Government creates own free-TV crisis | South China Morning Post
  • Sun
  • Feb 1, 2015
  • Updated: 1:08pm
My Take
PUBLISHED : Monday, 21 October, 2013, 3:23am
UPDATED : Monday, 21 October, 2013, 3:23am

Government creates own free-TV crisis

There are two things to keep in mind if we are to understand the government's bungled free-TV licensing saga. The first is failed licence applicant Ricky Wong Wai-kay's willingness to commit HK$900 million - if we are to trust his numbers - to a TV station before he had a licence. Even a third of that is a large sum.

The second is TVB's claim that there was a clear understanding with the post-handover government when it and ATV were each granted a 12-year licence - with expiry in 2015 - there would be no new competitors during those years. For this, TVB tried but failed to launch a judicial review. Interestingly, its stock, which had gone through a 20 per cent correction since May, has started a recovery once the government announced the granting of two licences to PCCW and i-Cable but not to Wong's Hong Kong Television Network. Did investors think HKTV, now safely neutralised, was the bigger threat to TVB's market dominance?

Wong may be impulsive but he is no fool. The fact that he was invited by the previous government to apply for a licence must have given him a strong impression that his being granted one was almost a sure thing - hence his willingness to commit on such a scale. That is why, with good reason, he feels burned now.

The dilemma that commerce chief Greg So Kam-leung and the current government faced was how to introduce more TV stations without upsetting TVB and ATV. This explains why So had dragged his feet to make a decision for more than two years since he took over his current post. The two licences, even now, have only been granted "in principle". That will buy the government even more time to take it through 2015, by which time TVB and ATV will have no case to complain.

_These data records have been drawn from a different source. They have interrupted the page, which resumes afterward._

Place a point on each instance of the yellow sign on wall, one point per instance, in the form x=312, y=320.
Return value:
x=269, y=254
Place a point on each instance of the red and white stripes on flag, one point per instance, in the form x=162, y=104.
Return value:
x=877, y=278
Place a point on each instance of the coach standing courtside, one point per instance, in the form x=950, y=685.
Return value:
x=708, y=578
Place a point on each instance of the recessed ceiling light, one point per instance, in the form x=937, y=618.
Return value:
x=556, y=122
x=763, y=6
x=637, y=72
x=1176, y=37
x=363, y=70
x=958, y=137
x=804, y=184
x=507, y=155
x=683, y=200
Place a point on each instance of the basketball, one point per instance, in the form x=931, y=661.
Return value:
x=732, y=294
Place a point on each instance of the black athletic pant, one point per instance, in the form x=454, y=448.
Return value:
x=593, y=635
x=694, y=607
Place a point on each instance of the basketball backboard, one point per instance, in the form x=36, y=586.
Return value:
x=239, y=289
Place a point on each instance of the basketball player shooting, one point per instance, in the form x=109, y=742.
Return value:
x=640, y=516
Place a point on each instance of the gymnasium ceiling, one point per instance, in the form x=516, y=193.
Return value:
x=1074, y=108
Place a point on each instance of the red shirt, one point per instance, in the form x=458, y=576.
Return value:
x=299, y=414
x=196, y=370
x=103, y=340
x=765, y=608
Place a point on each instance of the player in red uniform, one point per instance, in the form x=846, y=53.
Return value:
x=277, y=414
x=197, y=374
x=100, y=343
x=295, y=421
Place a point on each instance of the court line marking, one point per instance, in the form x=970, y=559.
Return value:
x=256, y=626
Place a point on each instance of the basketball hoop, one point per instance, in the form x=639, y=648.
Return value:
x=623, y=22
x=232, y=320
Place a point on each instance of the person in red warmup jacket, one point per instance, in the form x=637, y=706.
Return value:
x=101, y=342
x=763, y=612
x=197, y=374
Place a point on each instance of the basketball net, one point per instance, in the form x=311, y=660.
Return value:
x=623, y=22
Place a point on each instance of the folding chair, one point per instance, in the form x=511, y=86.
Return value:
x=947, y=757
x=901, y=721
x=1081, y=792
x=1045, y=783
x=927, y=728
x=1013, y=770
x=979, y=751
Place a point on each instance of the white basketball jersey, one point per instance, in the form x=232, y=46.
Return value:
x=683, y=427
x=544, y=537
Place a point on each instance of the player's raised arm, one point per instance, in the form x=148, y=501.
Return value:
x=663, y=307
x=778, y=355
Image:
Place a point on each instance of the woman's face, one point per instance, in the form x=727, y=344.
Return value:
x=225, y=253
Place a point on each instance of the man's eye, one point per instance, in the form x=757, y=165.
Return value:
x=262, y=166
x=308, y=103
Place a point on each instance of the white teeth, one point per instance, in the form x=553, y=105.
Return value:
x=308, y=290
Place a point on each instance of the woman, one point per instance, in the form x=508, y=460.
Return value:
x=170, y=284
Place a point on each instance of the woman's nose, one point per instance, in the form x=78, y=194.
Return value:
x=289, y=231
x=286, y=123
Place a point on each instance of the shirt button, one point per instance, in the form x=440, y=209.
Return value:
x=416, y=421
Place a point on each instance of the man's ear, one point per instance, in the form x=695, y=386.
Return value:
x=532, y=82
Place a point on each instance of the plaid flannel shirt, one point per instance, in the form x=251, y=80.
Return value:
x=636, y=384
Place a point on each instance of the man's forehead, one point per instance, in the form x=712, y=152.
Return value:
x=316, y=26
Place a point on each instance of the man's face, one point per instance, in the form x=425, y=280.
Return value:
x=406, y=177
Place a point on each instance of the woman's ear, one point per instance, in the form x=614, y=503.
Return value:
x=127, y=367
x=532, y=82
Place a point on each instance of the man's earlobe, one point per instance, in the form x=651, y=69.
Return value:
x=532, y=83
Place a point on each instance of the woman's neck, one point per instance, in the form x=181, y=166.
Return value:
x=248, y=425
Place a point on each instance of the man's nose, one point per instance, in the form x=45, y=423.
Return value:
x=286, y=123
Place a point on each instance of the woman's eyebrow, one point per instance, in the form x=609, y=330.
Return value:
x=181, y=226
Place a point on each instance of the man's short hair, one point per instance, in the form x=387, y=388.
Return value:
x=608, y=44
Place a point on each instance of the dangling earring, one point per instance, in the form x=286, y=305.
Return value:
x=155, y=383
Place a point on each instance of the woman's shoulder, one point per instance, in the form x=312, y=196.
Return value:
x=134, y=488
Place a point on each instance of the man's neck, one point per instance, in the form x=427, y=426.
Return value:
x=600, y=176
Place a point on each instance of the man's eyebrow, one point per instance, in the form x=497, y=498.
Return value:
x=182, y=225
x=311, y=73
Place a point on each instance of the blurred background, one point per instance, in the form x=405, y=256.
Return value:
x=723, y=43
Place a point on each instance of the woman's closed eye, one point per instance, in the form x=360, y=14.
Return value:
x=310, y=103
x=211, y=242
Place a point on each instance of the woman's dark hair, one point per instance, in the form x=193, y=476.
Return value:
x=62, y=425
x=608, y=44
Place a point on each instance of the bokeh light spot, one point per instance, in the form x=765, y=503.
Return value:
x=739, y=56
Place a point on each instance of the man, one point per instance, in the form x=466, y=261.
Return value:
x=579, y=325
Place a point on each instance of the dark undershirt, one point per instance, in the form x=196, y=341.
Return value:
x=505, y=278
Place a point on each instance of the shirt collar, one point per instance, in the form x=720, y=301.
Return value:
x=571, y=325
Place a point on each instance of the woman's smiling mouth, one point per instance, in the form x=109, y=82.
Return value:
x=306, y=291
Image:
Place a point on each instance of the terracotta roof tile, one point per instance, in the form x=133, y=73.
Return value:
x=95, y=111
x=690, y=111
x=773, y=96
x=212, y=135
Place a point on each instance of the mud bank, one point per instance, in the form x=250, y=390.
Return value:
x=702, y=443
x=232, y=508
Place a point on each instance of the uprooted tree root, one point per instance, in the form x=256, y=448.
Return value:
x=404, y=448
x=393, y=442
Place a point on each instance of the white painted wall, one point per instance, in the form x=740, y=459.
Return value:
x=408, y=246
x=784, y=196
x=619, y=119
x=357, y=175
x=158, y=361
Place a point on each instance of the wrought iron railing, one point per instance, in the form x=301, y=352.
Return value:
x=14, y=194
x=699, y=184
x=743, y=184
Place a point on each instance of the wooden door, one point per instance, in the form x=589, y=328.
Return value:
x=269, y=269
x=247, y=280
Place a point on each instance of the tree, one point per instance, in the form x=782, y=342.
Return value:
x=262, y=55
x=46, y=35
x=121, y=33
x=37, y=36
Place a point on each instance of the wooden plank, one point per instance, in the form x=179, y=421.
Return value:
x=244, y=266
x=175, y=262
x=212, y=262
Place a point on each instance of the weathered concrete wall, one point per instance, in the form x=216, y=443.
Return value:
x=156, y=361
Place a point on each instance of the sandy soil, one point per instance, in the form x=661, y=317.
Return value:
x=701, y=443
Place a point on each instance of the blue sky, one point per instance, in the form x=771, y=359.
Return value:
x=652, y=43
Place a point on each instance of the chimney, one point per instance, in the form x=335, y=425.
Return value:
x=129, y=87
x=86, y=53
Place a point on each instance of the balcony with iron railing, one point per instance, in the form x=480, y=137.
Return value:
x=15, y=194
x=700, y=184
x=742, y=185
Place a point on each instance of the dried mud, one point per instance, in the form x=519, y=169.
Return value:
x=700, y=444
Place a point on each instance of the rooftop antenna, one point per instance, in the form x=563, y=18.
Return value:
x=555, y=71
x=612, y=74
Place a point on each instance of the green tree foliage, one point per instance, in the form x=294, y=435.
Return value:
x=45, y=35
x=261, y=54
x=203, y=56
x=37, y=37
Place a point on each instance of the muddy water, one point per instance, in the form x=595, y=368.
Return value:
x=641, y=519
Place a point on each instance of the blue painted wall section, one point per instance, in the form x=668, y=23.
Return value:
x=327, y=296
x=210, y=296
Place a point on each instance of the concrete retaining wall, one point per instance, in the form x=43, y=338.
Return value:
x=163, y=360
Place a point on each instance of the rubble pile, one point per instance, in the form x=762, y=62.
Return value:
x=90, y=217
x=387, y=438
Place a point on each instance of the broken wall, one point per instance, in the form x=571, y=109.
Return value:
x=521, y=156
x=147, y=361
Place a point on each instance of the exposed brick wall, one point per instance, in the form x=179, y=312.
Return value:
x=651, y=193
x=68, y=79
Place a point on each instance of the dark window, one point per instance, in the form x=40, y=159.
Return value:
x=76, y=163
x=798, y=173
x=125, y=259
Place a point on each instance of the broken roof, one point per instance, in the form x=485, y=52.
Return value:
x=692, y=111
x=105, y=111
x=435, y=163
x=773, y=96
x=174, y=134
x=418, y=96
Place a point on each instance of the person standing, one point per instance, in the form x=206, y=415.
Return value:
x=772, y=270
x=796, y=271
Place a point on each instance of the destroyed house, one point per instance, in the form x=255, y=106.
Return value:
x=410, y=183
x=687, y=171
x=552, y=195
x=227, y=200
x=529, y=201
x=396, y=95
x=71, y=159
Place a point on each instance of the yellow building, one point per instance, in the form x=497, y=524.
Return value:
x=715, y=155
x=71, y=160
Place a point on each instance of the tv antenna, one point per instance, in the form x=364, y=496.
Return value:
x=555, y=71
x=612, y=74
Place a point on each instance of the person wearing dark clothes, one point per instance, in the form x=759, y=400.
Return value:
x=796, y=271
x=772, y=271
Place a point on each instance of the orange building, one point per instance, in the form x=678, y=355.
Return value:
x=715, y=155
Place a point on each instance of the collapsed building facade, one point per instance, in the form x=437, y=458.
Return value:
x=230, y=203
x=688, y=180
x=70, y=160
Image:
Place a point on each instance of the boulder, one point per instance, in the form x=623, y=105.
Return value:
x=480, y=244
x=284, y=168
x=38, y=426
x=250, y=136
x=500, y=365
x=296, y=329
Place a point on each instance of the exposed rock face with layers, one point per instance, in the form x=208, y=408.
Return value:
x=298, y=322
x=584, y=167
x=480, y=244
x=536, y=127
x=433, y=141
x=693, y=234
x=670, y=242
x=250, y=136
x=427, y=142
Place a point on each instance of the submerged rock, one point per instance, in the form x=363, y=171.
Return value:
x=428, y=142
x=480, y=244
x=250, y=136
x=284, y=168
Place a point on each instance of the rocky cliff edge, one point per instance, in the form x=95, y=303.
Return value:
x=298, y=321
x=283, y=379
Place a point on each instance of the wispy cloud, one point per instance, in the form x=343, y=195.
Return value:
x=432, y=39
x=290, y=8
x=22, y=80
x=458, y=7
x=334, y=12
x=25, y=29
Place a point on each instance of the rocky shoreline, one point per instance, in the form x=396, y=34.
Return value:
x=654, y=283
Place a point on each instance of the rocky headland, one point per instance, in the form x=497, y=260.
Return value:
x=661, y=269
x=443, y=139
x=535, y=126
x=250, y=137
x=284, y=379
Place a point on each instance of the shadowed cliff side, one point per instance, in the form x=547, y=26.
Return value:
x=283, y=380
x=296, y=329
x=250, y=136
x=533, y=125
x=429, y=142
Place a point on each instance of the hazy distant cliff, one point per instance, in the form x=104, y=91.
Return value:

The problem with Wong is that if he was as good as he claimed, his station could go on-air today if officials let him. If he had kept quiet and been less gung-ho, he might have a fighting chance.

In resolving its business dilemma, the government has created a political crisis for itself. For the government to conduct business as usual is to invite disasters. By only juggling the concerns of commercial parties, it has completely neglected the public, the largest stakeholder in free-TV broadcasting.